Ancak çok net bir gerçek var: Son yıllarda Şahin’in tabiriyle söyleyecek olursak ‘sosyal’ devletimiz kadınları cins cins muhazakâr politikalarla evlere yönlendiriyor, bunu hepimiz biliyoruz. Şahin’in iyi niyetli bir politikacı olduğunu bilsem de bunu yazmak durumundayım. Zira iş onun iyi niyetini aşmış durumda. Kürtaj rezaleti ortadayken, kendisinden ‘aman efendim bunlar muhafazakâr politikaların işleri değildir, zaten ileri demokrasi bunu gerektirir’ tarzında tuhaf açıklamalar yapan pişkin ‘erkek’ meslektaşlarına karşı net bir duruş sergilemesini beklemek çok mu gereksiz kaçardı?

Gereksiz kaçmazdı. Söz konusu edilen ileri bir demokrasi anlayışıysa hayır, kaçmazdı.

Ama sorun da burada zaten. Demokrasinin algılanış ve dayatılış biçiminde.

Tam da burada asıl sorularım şunlar: Bir kadına üç çocuk doğur diyen bir devlet yapısı kreşle bu işi çözebilir mi? Gücünü cinsiyetçi kutuplaşmalardan alan bu sistemin içersinden nitelikli, güvenceli işi olan altın bilezikli kaç kadın çıkabilir? Kadın istihdamı denilen o şey şimdiki erkek egemenliğinin yarattığı bu sert, tek yanlı, tek sesli fırtınadan korunabilir mi? Yoksa istenen ucuz kadın emeği midir? İstenen sadece bu mudur?
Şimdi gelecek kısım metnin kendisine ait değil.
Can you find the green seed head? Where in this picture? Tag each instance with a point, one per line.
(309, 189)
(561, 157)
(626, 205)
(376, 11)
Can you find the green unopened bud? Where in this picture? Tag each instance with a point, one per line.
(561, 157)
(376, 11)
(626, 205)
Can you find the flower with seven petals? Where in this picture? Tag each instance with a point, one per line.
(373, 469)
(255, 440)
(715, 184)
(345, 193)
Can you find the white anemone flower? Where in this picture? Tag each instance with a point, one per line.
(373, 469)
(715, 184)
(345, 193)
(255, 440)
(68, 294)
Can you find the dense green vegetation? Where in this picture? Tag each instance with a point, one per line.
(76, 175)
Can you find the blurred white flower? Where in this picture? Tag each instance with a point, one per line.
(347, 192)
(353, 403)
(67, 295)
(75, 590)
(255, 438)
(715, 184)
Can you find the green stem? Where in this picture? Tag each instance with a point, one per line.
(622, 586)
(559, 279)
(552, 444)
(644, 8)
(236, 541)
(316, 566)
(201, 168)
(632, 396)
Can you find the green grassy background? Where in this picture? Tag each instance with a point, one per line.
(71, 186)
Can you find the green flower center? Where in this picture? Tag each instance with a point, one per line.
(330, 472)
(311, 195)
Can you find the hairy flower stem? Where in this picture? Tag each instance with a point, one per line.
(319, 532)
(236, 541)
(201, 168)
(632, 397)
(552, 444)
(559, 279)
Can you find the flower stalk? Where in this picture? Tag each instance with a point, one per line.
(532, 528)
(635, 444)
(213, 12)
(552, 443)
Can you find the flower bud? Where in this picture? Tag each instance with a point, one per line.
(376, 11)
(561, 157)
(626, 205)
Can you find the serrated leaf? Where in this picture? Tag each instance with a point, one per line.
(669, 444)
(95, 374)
Dedim ya güllaçtan buralara geldim. Her şeyin katmanlı ve kıvamlı olması gerektiğinden. Bir de oradaki o eksik kalmış cümle var ya onun yüzünden. Onu tamamlamak benim işim olsun bu ramazanda. ‘Kadınlara yaşamlarına yön verebilme şansı verilmeli.’

Ve bunun için de erkekler, sermaye ve devlet iyi niyet ve açık görüşlülükle kadın emeğine hep birlikte sahip çıkmalı.

***

Bir yandan kadınlara kürtaj yasağı getir, bir diğer yandan sosyal devlet ayağıyla kreş şansı sun, bir gün onları tutuculuğun kuyusuna at, ertesi gün çalışanın yanındayız de. Bir tarafta ucuz emek peşinde at koştur, bir diğer tarafta… Oooo. Bu ne perhiz bu ne güllaç bulamacı.